Germany's DAX ends 2008 with a loss of 40.4 percent

FRANKFURT (Reuters) - Germany's benchmark stock market index DAX .GDAXI gained 2.2 percent on Tuesday to end 2008 at 4,810.20 points, a 40.4 percent plunge on the year, the index's second-worst annual performance in its 20-year history.

The DAX, which had risen 22 percent in 2007, tumbled along with stock markets around the world as turmoil in the financial sector spread to the real economy, triggering a sharp global downturn and forcing governments to bail out a number of troubled lenders.

The DAX, which includes global bellwethers such as Siemens SIEGn.DE, Bayer BAYG.DE and BMW BMWG.DE, had lost 44 percent in 2002.

Infineon IFXGn.DE was the DAX's biggest loser in 2008, down 88.1 percent, followed by Commerzbank CBKG.DE, down 74.7 percent, and Deutsche Postbank DPBGn.DE, down 74.5 percent.

Bucking the trend, Volkswagen VOWG.DE shot up 60.2 percent, propelled by Porsche's PSHG_p.DE plans to raise its stake in the carmaker, triggering a violent short selling squeeze from investors who had bet on a drop by the stock.
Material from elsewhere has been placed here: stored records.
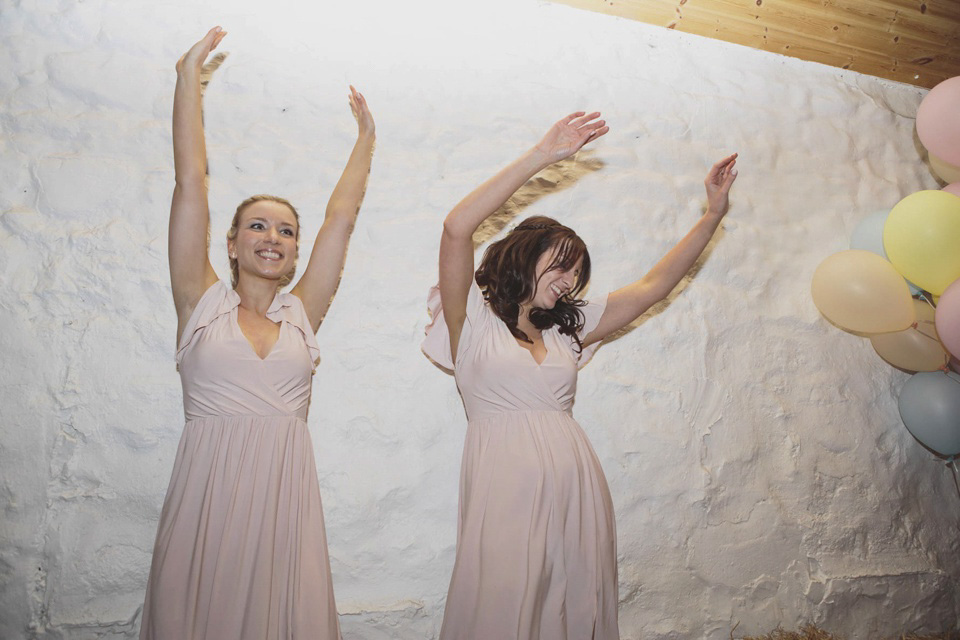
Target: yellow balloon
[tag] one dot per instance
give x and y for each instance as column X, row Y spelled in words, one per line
column 917, row 348
column 857, row 290
column 922, row 239
column 946, row 172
Five of the DAX’s 10 worst sessions on record took place in 2008, with the German benchmark index losing more than 7 percent on each of those days. However, the record one-day plunge of 13 percent recorded on Oct 16, 1989, still stands.

The Frankfurt stock exchange closed at 1300 GMT and will remain closed until Friday, January 2.